These particles are subsequently oriented by a magnetic field and
sintered, whereby an RFeB system sintered magnet with the main
phase grains having an average size of 1 .mu.m or less can be
obtained with a high degree of orientation and approximately equal
grain sizes. Such a magnet cannot be obtained by the combination of
the conventional grain-refining treatment and the jet mill
pulverization using nitrogen gas.
BRIEF DESCRIPTION OF DRAWINGS
[0031] FIG. 1 is a chart showing the process flow in one example of
a method for producing a sintered magnet according to the present
invention.
[0032] FIGS. 2A-2D are backscattered electron images taken at
polished surfaces of a lump of a strip-cast alloy used in the
present example.
[0033] FIG. 3 is a graph showing a temperature history and pressure
history during an HDDR process in the present example.
[0034] FIG. 4A is a secondary electron image of a coarse powder
after HDDR in the present example, and FIG. 4B is a particle size
distribution of this coarse powder after HDDR.
[0035] FIG. 5A is a secondary electron image of an alloy powder
(Present Example 1) obtained by helium jet mill pulverization of
the coarse powder after HDDR in the present example, and FIG. 5B is
a particle size distribution of this alloy powder.
[0036] FIG. 6A is a secondary electron image of an alloy powder
(Present Example 2) obtained by helium jet mill pulverization of
the coarse powder after HDDR in the present example, and FIG. 6B is
a particle size distribution of this alloy powder.
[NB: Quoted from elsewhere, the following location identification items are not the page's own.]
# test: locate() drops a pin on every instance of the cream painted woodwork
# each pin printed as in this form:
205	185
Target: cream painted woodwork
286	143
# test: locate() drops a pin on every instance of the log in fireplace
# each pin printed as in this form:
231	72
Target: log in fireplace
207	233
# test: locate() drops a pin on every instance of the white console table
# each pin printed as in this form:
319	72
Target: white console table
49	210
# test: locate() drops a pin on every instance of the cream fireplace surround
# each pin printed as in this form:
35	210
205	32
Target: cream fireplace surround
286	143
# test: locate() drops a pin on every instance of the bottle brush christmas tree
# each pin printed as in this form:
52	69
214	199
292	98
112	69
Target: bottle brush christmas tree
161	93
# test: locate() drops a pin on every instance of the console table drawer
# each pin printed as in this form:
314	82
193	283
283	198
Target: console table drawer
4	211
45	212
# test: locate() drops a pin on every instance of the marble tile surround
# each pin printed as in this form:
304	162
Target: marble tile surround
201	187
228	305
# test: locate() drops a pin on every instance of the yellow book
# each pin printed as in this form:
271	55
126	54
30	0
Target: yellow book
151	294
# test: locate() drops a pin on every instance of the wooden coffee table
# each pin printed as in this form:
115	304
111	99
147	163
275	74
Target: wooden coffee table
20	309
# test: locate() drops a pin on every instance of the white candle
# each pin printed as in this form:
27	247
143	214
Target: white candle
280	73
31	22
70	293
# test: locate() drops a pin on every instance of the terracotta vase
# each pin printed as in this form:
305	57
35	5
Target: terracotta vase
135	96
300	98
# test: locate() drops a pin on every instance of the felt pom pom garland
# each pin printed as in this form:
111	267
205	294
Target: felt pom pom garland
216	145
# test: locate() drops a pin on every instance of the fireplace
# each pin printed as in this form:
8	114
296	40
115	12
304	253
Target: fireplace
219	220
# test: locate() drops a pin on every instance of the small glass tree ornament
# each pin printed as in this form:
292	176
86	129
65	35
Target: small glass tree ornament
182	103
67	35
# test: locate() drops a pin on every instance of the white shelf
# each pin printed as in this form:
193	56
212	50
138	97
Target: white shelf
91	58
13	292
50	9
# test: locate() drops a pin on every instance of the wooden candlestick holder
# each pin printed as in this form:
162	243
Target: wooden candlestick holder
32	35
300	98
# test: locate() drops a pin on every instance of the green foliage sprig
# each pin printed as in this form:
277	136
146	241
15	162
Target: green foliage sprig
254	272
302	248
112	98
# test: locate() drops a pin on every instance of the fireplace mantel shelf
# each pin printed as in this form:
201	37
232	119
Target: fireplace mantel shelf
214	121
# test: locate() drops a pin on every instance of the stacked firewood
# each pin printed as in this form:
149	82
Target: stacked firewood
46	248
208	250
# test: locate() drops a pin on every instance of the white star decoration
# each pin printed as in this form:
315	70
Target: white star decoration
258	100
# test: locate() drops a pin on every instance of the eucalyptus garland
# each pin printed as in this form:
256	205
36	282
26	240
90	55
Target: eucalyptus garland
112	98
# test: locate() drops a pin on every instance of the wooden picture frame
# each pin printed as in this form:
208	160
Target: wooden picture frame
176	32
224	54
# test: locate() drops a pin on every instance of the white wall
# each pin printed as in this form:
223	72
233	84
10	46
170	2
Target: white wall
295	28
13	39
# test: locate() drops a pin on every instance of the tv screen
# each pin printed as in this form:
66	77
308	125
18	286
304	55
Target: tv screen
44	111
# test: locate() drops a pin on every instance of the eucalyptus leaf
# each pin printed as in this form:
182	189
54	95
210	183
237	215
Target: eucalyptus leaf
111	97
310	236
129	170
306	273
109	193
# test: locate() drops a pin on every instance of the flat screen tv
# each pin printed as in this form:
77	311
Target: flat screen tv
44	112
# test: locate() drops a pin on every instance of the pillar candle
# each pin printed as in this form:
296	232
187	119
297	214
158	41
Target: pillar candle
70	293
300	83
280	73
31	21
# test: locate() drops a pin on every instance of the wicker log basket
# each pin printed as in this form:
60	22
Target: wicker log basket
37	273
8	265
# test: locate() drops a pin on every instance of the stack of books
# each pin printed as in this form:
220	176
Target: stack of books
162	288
[0037] FIG. 7A is a secondary electron image of another lot of
coarse powder after HDDR, and FIG. 7B is a particle size
distribution of this coarse powder after HDDR.
[0038] FIG. 8A is a secondary electron image of an alloy powder
(Comparative Example 1) obtained by performing helium jet mill
pulverization of the coarse powder after HDDR at a throughput four
times as high as the present example, and FIG. 8B is a particle
size distribution of this alloy powder.
[0039] FIG. 9A is a secondary electron image of an alloy powder
(Comparative Example 2) produced without using an HDDR coarse
powder, and FIG. 9B is a particle size distribution of this alloy
powder.
[0040] FIGS. 10A-10D are secondary electron images of the four
kinds of alloy powder.
[0041] FIG. 11 is a graph of the magnetization curve of NdFeB
system sintered magnets of the present and comparative
examples.
[0042] FIGS. 12A-12D are backscattered electron images showing
sectional surfaces including the axes of orientation of the NdFeB
system sintered magnets of the present and comparative
examples.
[0043] FIGS. 13A-13D are secondary electron images taken at
fracture surfaces perpendicular to the pole faces of the NdFeB
system sintered magnets of the present and comparative
examples.
[0044] FIG. 14A-14D are graphs showing the grain size distributions
of the main phase grains of the NdFeB system sintered magnets of
the present and comparative examples.
[0045] FIG. 15 is a backscattered electron image taken at a
fracture surface of a lump of melt-spinning (MS) alloy used in the
present example.
[0046] FIG. 16A is a backscattered electron image taken at a
fracture surface of a lump of alloy after HDDR obtained in the
present example by performing an HDDR treatment on the lump of MS
alloy, and FIG. 16B is a grain size distribution of the particles
of the lump of alloy after HDDR, determined by analyzing that
image.
[0047] FIGS. 17A and 17B are backscattered electron images taken at
a polished sectional surface of a lump of alloy after HDDR on a
lump of MS alloy, and FIG. 17C is a backscattered electron image
taken at a polished sectional surface of a lump of alloy after HDDR
on a lump of SC alloy.
[0048] FIG. 18A is a secondary electron image of a coarse powder
after HDDR obtained by a hydrogen pulverization and jet-mill
grinding of a lump of alloy after HDDR on a lump of MS alloy, and
FIG. 18B is a particle size distribution of the alloy powder.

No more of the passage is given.